1

1.8K 26 5
                                    

Rengârenk bir sürü balon hayal edin. Balonların içi en sevdiğiniz
kişinin kokusuyla dolu olsun. Sonra gelip balkonunuzda konmuş ve hepsi patlamış...
En sevdiğiniz kaldırıma bastığınız an ayak izinizin çıktığını ve tam
oradan dünyanın en güzel çiçeklerinin büyüdüğünü hayal edin. Ve her adımınız da peşinizden geldiğini...
Dünyanın en yalnız adamının kapısının iki kere çalındığını hayal edin. Ve kapıyı çalan postacının yıllardır ona ulaşamamış, bir yığın
mektupla geldiğini...
Ve bir genç kız hayal edin. Rengârenk balonları yutup balonların içindekileri yok saymaya çalışan... En sevdiği kaldırıma sırf çiçekler çıksın diye basmayıp topraktan yürüyen... Bir genç kız hayal edin. Yıllardır ona ulaşmamış binlerce mektubu görünce, adresin yanlış olduğunu
düşünen...
İşte, tam olarak aklınızda resmin renkleri benim tuvali min üzerine düşmüş gölgelerdi.
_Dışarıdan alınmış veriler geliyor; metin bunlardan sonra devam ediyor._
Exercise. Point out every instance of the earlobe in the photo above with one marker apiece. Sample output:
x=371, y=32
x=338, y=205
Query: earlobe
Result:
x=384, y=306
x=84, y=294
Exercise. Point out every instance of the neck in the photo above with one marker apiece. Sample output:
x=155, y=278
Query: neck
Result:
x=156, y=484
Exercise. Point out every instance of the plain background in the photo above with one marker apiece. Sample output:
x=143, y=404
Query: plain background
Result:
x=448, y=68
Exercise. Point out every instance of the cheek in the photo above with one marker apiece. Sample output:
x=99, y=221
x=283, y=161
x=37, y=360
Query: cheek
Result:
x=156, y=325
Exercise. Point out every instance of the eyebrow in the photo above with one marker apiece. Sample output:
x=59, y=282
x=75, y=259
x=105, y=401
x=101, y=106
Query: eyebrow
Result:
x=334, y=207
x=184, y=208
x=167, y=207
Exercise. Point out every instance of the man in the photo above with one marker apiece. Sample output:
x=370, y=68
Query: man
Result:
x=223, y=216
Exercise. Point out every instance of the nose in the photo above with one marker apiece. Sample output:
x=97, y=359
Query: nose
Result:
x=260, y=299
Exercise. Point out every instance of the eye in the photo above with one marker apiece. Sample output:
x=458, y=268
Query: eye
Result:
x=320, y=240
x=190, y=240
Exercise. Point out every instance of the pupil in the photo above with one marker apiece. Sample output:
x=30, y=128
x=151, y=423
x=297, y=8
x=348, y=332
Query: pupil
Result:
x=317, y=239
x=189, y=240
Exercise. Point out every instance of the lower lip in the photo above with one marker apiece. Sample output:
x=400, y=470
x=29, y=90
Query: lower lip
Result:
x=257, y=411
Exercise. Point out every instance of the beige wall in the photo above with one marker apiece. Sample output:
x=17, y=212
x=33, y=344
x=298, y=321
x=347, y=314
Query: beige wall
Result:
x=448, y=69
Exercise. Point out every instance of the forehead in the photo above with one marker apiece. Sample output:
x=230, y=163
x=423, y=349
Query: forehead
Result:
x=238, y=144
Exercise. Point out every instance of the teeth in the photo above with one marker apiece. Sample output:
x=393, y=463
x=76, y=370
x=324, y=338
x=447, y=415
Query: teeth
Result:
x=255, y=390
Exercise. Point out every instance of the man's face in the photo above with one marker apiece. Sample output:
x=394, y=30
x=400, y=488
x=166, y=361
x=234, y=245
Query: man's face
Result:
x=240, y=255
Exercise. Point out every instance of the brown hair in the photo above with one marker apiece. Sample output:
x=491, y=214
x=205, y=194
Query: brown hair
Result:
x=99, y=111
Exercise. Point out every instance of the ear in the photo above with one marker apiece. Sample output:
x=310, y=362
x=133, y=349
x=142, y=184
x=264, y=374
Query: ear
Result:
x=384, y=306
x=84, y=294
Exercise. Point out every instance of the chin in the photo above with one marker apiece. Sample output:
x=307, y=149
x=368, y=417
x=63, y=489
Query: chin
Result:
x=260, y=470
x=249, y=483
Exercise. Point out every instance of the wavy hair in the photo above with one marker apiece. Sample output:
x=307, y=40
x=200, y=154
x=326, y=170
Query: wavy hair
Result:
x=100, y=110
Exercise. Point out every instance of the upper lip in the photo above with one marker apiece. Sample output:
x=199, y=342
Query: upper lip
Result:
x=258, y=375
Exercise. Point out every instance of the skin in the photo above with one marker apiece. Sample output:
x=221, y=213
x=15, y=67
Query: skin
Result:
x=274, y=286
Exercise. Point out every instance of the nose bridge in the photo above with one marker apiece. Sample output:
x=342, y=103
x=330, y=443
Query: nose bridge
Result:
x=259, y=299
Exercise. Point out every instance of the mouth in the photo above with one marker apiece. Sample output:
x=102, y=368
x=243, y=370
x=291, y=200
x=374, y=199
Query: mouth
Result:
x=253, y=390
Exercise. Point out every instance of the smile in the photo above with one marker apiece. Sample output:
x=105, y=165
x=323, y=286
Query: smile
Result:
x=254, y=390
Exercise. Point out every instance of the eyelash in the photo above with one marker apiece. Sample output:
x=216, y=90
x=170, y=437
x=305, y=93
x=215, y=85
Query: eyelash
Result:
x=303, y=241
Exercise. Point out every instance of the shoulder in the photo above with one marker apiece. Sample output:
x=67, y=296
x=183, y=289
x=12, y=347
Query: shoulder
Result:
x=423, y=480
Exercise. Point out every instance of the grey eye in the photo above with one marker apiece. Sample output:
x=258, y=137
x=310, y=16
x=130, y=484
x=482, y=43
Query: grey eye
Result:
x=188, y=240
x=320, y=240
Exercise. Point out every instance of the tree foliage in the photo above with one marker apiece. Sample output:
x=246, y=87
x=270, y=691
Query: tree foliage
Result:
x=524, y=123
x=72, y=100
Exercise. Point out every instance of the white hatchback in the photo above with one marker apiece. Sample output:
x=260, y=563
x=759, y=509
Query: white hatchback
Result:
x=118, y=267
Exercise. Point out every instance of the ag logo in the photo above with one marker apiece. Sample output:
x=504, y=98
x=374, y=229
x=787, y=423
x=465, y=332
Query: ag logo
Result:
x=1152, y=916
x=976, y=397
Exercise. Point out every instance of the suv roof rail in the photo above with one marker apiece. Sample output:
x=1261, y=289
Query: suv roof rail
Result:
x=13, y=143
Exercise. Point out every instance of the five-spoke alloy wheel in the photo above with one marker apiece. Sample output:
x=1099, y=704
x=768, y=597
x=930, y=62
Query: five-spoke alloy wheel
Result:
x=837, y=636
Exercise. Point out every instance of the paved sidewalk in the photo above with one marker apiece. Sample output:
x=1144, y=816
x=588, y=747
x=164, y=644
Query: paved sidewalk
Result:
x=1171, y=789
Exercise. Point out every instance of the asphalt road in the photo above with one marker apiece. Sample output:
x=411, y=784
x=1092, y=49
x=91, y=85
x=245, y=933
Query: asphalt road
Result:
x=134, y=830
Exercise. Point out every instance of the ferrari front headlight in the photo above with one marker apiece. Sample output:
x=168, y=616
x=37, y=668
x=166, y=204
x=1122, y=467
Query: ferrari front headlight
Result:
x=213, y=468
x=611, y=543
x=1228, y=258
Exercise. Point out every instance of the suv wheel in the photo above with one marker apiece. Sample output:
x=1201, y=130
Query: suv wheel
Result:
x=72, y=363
Ta ki o yağmurlu akşama kadar...
Ali, içinde tuttuğu on iki yıllık kocaman aşkını bir balonun içine
üfleyip balonun ipini elime sıkıştırmıştı. Ondan yaklaşık bir ay sonra,yine yağmurlu bir gecede o balon tam da göğüskafesimin solunda patlamıştı. Son zamanlarda sık sık yaptığım gibi, dalgın gözlerle pencereden sokağı seyrediyordum. Üzerinden iki hafta geçmesine rağmen hâlâ aklımdan çıkaramadığım o yağmurlu akşamı dü­şünürken...
Masalın değiştiği o akşam...
Saat on ikiyi geçerken değil, on iki yıl geçmişken bizden...
Yüzüme aptal bir gülümseme yerleştirdim. Ellerim, boynumdaki kolyeye kaydı. Gözlerimi usulca kapatıp kafamın içinden geçen kareleri daha net görmeye çalıştım. Kadraja, dudaklarımızın buluştuğu o an gelince gözlerimi hızla açıp yutkundum .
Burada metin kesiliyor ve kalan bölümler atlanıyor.